Kevin Taylor

Personal information
- Full name: Kevin Taylor
- Date of birth: November 4, 1982 (age 43)
- Place of birth: Miami, Florida, United States
- Height: 6 ft 5 in (1.96 m)
- Position: Defender

Youth career
- 2000–2003: Michigan Wolverines

Senior career*
- Years: Team / Apps / (Gls)
- 2002–2005: Michigan Bucks / 56 / (13)
- 2005–2006: Rochester Raging Rhinos / 4 / (0)
- 2007–2008: Minnesota Thunder / 40 / (2)
- 2009–?: Michigan Bucks / 12 / (1)
- 2013–?: Detroit City FC / 2 / (1)
- 2017: AFC Ann Arbor

= Kevin Taylor (soccer) =

American soccer player (born 1982)

Kevin Taylor (born November 4, 1982) is an American soccer player who most recently played for AFC Ann Arbor in the National Premier Soccer League.

==Career==

===College and amateur===
Taylor grew up in Miami, Florida, where he was a 1997 and 1998 All State and 2000 second team All American soccer player at Gulliver Preparatory School. He played college soccer at the University of Michigan from 2000 to 2003., and spent the 2003 collegiate off-season with the Michigan Bucks of the USL Premier Development League.

Taylor was drafted in the third round (25th fifth overall) of the 2004 MLS SuperDraft by the Colorado Rapids, but he was not offered a contract by the team, and he returned to play for Bucks for the 2004 and 2005 PDL seasons. In 2005, he was named the PDL Defender of the Year.

===Professional===
Following the Bucks’ elimination from the 2005 PDL playoffs, Taylor signed with the Rochester Rhinos of the USL First Division.

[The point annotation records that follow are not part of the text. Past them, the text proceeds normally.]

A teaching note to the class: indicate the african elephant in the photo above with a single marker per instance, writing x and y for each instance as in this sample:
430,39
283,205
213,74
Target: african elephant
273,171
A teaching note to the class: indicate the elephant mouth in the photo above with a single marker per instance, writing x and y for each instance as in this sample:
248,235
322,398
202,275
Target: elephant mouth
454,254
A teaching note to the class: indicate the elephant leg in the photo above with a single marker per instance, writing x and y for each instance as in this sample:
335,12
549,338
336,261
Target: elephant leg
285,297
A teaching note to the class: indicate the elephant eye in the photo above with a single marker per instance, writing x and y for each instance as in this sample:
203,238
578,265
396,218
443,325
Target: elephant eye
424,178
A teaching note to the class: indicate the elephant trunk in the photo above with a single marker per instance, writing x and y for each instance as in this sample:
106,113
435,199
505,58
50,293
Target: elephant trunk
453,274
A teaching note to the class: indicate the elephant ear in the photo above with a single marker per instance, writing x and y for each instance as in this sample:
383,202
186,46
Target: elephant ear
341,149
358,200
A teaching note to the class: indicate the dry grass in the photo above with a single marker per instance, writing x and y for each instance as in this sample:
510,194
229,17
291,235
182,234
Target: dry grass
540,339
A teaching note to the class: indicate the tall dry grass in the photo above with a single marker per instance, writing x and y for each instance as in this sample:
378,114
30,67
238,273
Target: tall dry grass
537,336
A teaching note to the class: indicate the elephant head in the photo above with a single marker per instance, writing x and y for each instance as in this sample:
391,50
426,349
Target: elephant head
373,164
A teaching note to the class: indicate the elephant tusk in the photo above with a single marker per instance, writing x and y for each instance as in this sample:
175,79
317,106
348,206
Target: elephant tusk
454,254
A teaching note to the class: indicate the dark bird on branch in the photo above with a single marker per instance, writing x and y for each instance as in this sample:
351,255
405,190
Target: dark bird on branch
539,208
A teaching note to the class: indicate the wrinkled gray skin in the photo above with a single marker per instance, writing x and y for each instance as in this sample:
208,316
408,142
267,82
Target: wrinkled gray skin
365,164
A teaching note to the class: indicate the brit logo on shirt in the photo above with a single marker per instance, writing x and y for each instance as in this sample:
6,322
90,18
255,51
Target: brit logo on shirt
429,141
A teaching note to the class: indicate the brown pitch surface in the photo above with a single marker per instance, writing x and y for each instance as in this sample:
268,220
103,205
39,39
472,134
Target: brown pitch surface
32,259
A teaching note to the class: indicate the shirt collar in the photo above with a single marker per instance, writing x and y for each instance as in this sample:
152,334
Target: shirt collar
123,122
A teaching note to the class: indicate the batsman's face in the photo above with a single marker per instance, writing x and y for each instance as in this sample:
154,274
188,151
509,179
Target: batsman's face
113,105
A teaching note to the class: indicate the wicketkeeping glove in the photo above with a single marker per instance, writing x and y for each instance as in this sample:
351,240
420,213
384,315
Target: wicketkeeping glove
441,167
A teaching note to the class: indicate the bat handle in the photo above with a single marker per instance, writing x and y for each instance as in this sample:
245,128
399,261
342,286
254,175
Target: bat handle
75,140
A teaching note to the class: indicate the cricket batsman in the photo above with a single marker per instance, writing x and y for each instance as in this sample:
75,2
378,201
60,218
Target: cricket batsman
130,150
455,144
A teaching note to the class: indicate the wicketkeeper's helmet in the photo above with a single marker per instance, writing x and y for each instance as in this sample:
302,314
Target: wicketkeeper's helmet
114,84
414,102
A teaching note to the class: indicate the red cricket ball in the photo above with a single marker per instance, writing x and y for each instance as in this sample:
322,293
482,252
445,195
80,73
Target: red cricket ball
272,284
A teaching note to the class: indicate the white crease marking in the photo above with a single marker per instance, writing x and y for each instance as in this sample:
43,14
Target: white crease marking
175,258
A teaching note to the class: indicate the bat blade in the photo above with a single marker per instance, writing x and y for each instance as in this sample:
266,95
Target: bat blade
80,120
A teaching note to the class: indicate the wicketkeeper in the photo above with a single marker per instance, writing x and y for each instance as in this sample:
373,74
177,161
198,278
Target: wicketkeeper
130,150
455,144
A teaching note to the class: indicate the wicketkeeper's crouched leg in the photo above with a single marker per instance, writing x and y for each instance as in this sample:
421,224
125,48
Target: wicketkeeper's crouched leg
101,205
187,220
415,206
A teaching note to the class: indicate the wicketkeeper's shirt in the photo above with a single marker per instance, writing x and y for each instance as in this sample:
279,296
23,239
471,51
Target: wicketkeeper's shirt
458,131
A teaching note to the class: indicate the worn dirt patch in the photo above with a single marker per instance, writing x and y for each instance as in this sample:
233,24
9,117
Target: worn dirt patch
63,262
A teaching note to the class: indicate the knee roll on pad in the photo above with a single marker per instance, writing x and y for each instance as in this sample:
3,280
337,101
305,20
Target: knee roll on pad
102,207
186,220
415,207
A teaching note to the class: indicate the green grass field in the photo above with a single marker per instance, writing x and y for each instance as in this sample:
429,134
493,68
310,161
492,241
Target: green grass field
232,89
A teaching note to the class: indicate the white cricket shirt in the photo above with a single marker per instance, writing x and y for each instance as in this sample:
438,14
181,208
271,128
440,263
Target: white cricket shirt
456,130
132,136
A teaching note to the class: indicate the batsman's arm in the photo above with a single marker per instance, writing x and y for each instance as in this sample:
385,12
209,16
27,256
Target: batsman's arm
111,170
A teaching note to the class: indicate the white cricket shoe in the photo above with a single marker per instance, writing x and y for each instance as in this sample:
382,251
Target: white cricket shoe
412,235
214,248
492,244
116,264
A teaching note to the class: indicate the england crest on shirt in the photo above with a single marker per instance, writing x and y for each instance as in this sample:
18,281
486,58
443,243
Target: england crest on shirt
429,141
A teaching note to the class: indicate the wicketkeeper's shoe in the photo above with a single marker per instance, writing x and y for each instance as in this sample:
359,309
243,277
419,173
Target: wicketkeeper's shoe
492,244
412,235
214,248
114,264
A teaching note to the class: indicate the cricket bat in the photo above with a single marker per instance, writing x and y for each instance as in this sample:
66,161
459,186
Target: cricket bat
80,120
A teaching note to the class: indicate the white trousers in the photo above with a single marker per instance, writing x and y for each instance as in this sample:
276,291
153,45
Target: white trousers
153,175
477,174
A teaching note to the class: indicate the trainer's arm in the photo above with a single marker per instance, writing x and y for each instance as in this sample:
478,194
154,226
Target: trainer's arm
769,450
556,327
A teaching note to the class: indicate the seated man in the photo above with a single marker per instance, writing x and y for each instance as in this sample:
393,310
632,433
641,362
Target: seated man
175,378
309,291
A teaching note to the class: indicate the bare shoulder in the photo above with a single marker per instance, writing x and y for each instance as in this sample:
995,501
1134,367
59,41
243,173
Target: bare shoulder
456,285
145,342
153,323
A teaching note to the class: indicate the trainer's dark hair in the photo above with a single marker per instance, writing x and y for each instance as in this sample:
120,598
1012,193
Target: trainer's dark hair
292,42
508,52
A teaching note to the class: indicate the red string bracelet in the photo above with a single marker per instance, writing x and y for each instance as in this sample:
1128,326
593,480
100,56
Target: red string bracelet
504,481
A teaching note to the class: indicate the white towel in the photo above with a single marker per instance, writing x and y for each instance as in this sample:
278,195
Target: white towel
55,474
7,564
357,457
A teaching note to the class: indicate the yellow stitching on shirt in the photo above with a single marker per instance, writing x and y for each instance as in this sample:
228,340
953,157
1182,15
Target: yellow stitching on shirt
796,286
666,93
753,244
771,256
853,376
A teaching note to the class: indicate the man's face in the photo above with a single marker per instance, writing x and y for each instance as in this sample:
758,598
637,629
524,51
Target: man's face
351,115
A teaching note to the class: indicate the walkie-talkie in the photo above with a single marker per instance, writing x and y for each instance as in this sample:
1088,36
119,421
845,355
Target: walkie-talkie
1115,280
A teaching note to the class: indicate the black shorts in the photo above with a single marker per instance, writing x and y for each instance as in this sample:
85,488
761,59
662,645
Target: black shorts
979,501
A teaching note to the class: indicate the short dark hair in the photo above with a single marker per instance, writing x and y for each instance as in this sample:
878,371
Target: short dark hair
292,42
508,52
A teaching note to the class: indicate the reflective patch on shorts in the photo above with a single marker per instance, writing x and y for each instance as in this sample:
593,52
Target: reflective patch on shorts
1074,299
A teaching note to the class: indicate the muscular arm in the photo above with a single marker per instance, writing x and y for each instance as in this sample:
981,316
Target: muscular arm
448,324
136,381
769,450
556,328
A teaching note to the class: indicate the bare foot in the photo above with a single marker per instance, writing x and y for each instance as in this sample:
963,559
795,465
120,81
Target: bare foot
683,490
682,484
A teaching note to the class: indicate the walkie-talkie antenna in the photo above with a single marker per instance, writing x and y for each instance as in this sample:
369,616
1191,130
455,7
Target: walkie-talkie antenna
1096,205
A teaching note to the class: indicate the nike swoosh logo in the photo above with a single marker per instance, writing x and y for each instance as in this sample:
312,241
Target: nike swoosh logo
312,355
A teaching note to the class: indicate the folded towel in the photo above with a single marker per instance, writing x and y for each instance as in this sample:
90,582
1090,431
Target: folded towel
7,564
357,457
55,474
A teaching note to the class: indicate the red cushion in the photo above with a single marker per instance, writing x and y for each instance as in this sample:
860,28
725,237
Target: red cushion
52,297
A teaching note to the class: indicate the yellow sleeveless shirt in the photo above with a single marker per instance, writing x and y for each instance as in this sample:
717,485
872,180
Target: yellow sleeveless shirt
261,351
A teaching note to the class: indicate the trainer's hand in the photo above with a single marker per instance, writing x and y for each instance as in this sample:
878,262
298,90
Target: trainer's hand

He played one game with the Rhinos in 2004 and then three games in 2005. On March 30, 2007, he signed a one-year contract with an option for a second year with the Minnesota Thunder of the USL First Division.

After being released by the Thunder in February 2009, Taylor re-signed with the Michigan Bucks.

In 2013, Taylor signed with Detroit City, and scored on a penalty kick in his second game.